This type of Rosey the Robot-style hospital encounter already exists in hospitals like Cedars-Sinai Medical Center in Los Angeles and Hancock Health in Greenfield, Indiana.1 But reaching this future state presents unique challenges in some older facilities.

“We don’t have the infrastructure from a true ‘size of the door’ perspective to fit some of these robots into our platform,” said Cecelia Moore, MHA, CPA, CFO and treasurer for Vanderbilt University Medical Center in Nashville, Tennessee.
“I think we’ll get there, but I do think it’s going to take some retrofitting and building to be able to use those types of tools. If you’ve got an older facility, that’s going to be tough to do,” she said. “We went to use a little piece of technology, and we thought it was going to be great, and then we realized: ‘Oh, yeah, our infrastructure won’t support it right now.’ That was a real eye-opener for us.”
Across the industry, the pace of change in healthcare is putting pressure on healthcare leaders to develop a future-forward point of view about what’s next and what’s needed.
Nearly nine out of 10 healthcare finance professionals surveyed by HFMA believe technological innovation will be one of the forces that will reshape healthcare the fastest. Also a driving force: the need to make healthcare more affordable and reduce costs of care (66%). Regulatory and policy changes ranked third at nearly 57%.
Survey Question
Tech innovation and affordability concerns drive push toward healthcare transformation
In your view, what are the forces that will reshape healthcare the fastest?

Note: Survey participants could select more than one response.
Source: HFMA survey of healthcare finance professionals, Jan. 27-Feb. 16, 2026
About 44% of healthcare finance professionals also predict “significantly more” care will be provided outside hospital walls within 10 years, while nearly 37% say it will at least be “moderately more.”
But as the baseline of what’s possible in healthcare changes rapidly, there are also signs that the industry is clinging to an old model of healthcare delivery.
A recent analysis indicates that health systems are investing a record amount on new hospital construction, far more than on outpatient facilities like ambulatory surgery centers.2 And while an Oliver Wyman report projects that annual healthcare spending could rise to $9 trillion in the next decade unless the industry recommits to affordability, healthcare leaders are concerned their organizations aren’t prepared to meet the moment.3
Among HFMA survey respondents, one out of four believe leaders are somewhat or very unprepared to lead the hospital of the future.
“We’re at a crossroads in healthcare,” said Jeremy Friese, MD, founder and CEO of Humata Health, a prior authorization-focused tech company.
“For the first time ever, nobody is financially on solid footing,” he said. “Historically, it’s been a situation where either the providers were OK or the payers were OK, but it was like a zero-sum game, and you were just moving money around. We’re now at the first time ever where our economy essentially revolves around healthcare, and healthcare finances are not sustainable, period. If it doesn’t change in 10 years, we’ll have a major problem.”
Survey Question
Majority have confidence in C-suite’s ability to lead the hospital of the future
How prepared do you believe senior healthcare leaders are to lead the hospital of the future?

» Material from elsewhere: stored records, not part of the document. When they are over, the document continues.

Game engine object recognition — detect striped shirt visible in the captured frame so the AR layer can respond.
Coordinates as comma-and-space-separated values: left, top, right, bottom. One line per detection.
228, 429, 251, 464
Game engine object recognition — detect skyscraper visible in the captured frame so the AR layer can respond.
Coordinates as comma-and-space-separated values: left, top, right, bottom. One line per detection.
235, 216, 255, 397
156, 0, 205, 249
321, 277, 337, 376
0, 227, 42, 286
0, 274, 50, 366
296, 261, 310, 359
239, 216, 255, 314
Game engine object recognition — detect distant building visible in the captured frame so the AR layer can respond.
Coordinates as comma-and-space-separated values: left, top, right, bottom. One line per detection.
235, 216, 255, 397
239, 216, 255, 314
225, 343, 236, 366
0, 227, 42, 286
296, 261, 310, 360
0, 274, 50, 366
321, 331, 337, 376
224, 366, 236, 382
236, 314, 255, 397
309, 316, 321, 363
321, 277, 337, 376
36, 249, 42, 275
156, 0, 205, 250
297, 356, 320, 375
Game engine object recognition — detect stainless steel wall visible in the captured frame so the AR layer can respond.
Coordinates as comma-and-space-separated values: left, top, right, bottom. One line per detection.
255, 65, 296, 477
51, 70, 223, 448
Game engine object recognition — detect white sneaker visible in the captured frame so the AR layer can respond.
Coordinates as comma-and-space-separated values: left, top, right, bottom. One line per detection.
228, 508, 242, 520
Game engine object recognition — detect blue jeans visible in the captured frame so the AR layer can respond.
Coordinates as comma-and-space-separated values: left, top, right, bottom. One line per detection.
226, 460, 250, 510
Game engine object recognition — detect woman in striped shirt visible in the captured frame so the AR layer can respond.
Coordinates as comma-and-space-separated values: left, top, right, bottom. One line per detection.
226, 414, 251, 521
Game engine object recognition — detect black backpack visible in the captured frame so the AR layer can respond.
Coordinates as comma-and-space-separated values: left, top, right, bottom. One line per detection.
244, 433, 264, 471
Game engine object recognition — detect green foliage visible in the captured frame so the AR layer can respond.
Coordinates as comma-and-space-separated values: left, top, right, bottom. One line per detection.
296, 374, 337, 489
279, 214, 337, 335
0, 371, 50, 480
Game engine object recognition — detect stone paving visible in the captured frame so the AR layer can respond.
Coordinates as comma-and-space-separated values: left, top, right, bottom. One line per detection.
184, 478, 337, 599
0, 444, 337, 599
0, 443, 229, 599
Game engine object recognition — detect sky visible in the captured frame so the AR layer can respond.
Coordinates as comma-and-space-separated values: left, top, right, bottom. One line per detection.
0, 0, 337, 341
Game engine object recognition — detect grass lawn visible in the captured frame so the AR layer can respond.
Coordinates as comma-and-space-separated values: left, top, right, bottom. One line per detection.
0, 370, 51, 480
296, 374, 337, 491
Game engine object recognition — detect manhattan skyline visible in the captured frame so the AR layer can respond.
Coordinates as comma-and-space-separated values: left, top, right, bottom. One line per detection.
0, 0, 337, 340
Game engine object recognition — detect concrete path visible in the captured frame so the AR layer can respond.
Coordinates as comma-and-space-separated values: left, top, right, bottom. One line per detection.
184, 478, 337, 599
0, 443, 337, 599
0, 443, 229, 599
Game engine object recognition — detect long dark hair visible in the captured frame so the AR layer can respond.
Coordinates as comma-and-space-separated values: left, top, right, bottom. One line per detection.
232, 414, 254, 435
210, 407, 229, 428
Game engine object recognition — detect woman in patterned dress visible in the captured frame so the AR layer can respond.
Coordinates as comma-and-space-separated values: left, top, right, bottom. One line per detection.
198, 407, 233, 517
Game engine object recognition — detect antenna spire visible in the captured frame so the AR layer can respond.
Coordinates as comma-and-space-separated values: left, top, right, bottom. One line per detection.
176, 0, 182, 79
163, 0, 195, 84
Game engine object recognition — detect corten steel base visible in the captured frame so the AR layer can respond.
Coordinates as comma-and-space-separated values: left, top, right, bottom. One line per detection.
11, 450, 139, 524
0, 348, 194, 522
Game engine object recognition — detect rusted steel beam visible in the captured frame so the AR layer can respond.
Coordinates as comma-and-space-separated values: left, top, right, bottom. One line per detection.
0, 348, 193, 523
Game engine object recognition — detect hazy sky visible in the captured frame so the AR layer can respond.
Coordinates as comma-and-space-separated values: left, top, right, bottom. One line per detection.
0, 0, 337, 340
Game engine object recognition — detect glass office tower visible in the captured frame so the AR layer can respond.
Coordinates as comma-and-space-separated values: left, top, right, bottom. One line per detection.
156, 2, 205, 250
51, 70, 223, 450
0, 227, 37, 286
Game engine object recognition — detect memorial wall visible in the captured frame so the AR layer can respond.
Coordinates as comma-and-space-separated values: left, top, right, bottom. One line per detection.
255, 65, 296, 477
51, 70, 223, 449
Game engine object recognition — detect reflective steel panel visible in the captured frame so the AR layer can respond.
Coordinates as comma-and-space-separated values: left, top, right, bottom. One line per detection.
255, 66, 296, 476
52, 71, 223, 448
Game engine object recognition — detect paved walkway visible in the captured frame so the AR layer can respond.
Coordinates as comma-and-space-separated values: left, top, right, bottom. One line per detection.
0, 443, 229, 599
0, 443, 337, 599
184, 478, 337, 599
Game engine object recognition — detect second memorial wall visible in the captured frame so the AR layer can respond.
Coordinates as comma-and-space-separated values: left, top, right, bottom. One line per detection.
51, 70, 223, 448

Source: HFMA survey of healthcare finance professionals, Jan. 27-Feb. 16, 2026
The growing imperative for a digital-first delivery model
For healthcare leaders, one challenge of predicting what the hospital of the future will look like is the difficulty of letting go of the current model of care, according to David Nace, MD, HFMA Healthcare Leadership Council member and chief medical officer for Innovaccer, which leverages data to support value-based care.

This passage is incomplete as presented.